The number of metastatic lymph nodes is prognostically significant in many forms of cancer including NSCLC.16–19 Furthermore, in the current TNM staging system, the number of metastatic lymph nodes is included in the definition of pN factors in stomach, esophageal, colorectal, and breast cancers, but has not yet been incorporated in lung cancer.20 There is increasing evidence that the number of metastatic lymph nodes may be stronger prognostic indicators than current nodal classification. Fukui et al.16 classified nodal categories according to the number of metastatic lymph nodes as 1–3, 4–6, and >6, and Lee et al.9 reviewed 1478 patients who were divided into four subgroups according to the number of metastatic lymph nodes; both determined that the new category was a significant prognostic indicator. In our study, the number of metastatic N2 lymph nodes provides an independent risk factor for postoperative recurrence.
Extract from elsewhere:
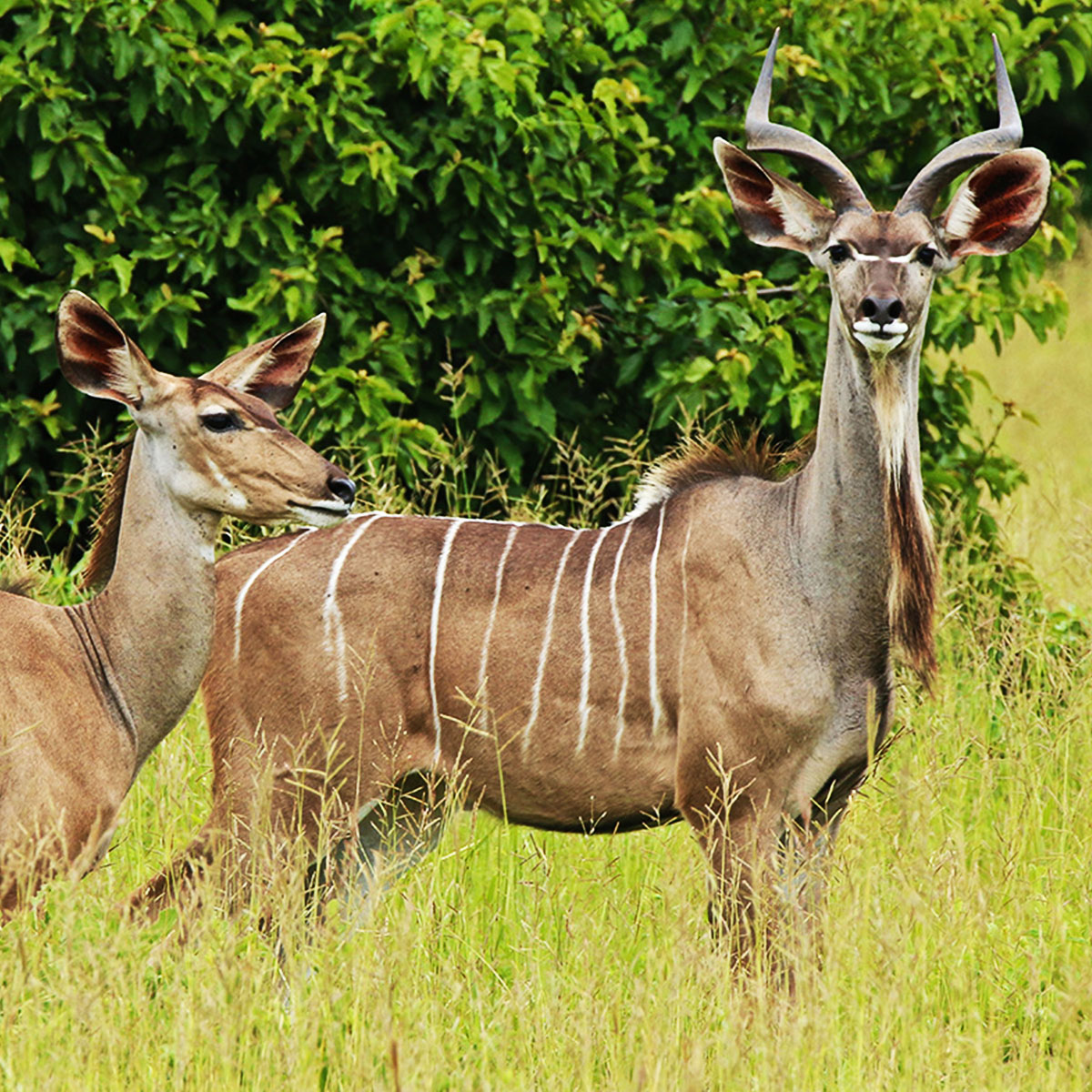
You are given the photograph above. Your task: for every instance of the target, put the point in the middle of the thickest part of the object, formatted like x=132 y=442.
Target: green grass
x=956 y=929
Considering that a combination of the two independent risk factors may provide us with a more accurate method of prediction, we divided the study population into three categories according to the distribution and number of metastatic N2 lymph nodes. Survival data showed significant differences between each subgroup. The new risk stratification system provides a more powerful risk factor for postoperative recurrence. The prognosis of patients with non-regional N2 metastasis and metastatic N2 lymph nodes >3 was extremely poor.

We investigated the ratio of non-regional N2 metastasis for each tumor-bearing lobe and observed that the incidence of non-regional N2 metastasis was higher in both lower lobes than in the upper and middle lobes. Watanabe et al.21 noted that about half of the right middle/lower lobe NSCLC had nodal metastases to the upper mediastinum; nodal metastases to the lower mediastinum from upper lobe NSCLC were found in one-third of cases. Saeteng et al.22 also reported that 40% of lower lobes had nodal metastasis to the upper mediastinal lymph nodes, while 20% of upper lobes had nodal metastasis to the lower mediastinal lymph nodes. On the basis of these findings and our present data, systemic nodal dissection is strongly recommended for stage N2 NSCLC, especially for lower lobe lesions, not only to obtain an accurate staging of the disease, but also to eradicate intrathoracic disease. The method of selective lymph node dissection or lobe-specific nodal removal is insufficient for cancers of advanced stages.

Conclusion

The distribution (regional vs. non-regional) and number (>3 vs. ≤3) of metastatic N2 lymph nodes were found to influence the RFS of patients with completely resected stage N2 NSCLC. Risk classification based on the two factors can be a useful tool to identify patients at high risk for recurrence. Therefore, it can contribute to the adequate selection of an optimal postoperative therapeutic strategy. However, we acknowledge that as a single-institution and retrospective analysis, our sample size was limited; therefore, validity of the new N2 stratification method needs to be further explored.